Renee McDonald is an online clinical counsellor and psychotherapist, an accredited clinical supervisor, an academic educator, a coach, a speaker, an author and the Founder of Australian Online Therapy Training (AOTT).

 

This episode examines online therapy, from its fundamentals to the techniques and opportunities used to reimagine healthcare using this approach.

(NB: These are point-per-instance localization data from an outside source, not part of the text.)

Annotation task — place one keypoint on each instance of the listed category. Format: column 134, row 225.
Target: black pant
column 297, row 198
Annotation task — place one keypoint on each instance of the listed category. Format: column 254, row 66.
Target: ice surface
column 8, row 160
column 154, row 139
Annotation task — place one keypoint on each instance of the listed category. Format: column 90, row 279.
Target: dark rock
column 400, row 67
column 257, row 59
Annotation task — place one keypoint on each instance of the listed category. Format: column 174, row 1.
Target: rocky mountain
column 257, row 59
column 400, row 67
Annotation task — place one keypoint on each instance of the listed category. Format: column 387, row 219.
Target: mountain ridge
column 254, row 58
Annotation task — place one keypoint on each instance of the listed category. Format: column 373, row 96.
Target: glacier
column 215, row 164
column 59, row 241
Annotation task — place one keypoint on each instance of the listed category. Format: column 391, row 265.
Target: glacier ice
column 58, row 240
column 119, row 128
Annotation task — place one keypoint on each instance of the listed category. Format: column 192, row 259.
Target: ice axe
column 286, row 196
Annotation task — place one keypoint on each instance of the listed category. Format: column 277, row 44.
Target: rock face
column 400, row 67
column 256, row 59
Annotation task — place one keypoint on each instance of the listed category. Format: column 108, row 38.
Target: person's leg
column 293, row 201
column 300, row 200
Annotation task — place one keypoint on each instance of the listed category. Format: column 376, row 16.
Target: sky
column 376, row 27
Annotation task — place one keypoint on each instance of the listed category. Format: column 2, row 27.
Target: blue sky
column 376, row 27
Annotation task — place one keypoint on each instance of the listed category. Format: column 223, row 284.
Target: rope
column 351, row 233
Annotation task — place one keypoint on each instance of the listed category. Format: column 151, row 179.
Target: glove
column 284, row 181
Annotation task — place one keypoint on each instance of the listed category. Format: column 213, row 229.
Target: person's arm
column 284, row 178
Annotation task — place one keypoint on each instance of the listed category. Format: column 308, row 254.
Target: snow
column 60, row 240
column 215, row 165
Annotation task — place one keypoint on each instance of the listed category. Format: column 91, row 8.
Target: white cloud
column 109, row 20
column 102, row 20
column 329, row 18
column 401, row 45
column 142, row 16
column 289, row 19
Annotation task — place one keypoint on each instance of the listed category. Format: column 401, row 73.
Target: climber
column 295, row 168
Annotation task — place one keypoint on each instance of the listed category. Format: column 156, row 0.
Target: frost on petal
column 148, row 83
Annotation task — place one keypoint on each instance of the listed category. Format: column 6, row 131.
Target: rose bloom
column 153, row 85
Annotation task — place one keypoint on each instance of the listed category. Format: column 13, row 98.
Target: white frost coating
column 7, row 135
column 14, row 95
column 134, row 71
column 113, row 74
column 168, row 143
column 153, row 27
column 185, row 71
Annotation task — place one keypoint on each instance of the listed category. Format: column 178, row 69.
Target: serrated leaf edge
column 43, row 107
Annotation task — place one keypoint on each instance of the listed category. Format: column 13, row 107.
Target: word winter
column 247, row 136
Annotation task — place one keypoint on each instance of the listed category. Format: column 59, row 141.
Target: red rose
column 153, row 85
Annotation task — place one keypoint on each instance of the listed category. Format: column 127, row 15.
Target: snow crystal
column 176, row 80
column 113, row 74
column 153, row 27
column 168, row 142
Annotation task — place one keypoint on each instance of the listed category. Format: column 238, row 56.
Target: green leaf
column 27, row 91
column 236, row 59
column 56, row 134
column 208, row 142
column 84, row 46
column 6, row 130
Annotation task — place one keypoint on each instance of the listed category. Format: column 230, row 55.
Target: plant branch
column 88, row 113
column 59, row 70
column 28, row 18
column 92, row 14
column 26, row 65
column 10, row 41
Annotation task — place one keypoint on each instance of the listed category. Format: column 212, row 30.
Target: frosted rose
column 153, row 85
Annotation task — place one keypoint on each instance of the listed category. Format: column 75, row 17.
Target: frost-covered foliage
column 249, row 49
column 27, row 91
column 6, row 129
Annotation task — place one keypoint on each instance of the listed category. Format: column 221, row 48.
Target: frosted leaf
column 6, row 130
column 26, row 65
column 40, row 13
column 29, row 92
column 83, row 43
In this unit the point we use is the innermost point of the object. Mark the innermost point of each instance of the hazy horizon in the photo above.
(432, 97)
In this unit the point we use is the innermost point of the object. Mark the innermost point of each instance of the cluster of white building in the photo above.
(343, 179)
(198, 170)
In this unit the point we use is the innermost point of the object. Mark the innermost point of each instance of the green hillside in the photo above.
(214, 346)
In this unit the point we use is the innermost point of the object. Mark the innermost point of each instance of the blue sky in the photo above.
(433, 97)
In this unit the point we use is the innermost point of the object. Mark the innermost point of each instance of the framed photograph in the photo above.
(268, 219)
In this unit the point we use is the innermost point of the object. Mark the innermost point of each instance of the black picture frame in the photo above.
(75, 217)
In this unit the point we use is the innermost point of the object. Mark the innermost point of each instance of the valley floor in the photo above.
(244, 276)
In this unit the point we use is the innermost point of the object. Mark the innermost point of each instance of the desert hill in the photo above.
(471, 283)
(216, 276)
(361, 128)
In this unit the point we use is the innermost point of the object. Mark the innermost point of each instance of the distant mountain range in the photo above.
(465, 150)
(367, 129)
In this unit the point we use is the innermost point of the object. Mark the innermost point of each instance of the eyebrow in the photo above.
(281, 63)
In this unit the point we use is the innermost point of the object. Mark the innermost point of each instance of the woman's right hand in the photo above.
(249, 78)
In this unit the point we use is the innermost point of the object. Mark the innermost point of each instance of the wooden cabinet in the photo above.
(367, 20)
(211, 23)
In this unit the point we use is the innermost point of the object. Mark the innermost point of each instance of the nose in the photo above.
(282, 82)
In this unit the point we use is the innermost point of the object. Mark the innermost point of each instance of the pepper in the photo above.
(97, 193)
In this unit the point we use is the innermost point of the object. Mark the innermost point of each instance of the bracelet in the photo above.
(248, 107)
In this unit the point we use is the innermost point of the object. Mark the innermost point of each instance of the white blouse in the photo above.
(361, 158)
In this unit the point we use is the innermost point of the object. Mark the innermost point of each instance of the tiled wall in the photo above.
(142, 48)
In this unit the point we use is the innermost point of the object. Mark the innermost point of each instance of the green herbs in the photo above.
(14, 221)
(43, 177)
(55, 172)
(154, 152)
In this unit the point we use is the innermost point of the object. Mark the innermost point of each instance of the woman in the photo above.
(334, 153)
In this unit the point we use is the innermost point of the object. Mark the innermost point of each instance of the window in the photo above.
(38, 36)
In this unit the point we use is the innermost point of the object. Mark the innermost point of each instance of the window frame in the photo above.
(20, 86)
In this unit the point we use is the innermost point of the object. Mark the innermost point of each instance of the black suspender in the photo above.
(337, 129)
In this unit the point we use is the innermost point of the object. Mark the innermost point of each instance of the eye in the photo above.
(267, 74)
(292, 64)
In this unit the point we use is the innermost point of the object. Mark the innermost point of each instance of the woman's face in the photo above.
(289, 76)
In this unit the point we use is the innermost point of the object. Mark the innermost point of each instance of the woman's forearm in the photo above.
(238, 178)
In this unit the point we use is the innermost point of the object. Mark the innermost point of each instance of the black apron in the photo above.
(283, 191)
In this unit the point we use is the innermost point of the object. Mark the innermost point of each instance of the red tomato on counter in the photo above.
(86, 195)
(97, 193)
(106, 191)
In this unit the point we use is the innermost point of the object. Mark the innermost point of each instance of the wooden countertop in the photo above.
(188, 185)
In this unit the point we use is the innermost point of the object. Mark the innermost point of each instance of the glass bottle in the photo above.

Renee discusses how this extends to modern healthcare practice and the relationships with patients, their activated care networks and even supervisor and peer-to-peer communities around the therapist.

 

With fifty per cent of her client sessions now taking place online, Renee believes that the growing global demand for online therapy has the potential to become a useful export for Australia, given the quality of Australian healthcare practitioners. She discusses the different levels of training provided by AOTT, and how she wants to help Australian therapists reconnect with Australian clients.

 

Key takeaways:

  1. There is a global demand for online therapy. Internet access is universal and available to people all over the world.
  2. American practitioners can counsel Australian clients, but Australian practitioners can’t work with American clients, so Australian online therapists are losing potential business to the U.S. There’s essentially a ‘non-free trade agreement’.
  3. Online therapy could be a useful export for Australia, given the quality of Australian healthcare practitioners.
  4. Through trial and error, it was found that certain real-life scenarios needed to be played out in the virtual space, i.e. emulating a virtual waiting room and having the practitioner in charge of activating and closing the session.
  5. There is more capacity in the virtual space to work with disabled people, because of the lack of physical issues to navigate (i.e. stairs, etc.).
  6. Australia is moving towards a ‘user pays’ model which is similar to the U.S. We can learn something from other countries like Scandinavia, where you get two full years of therapy paid for by the government.
  7. Patients shouldn’t have to be diagnosed with something to go to a councillor, psychotherapist or psychologist.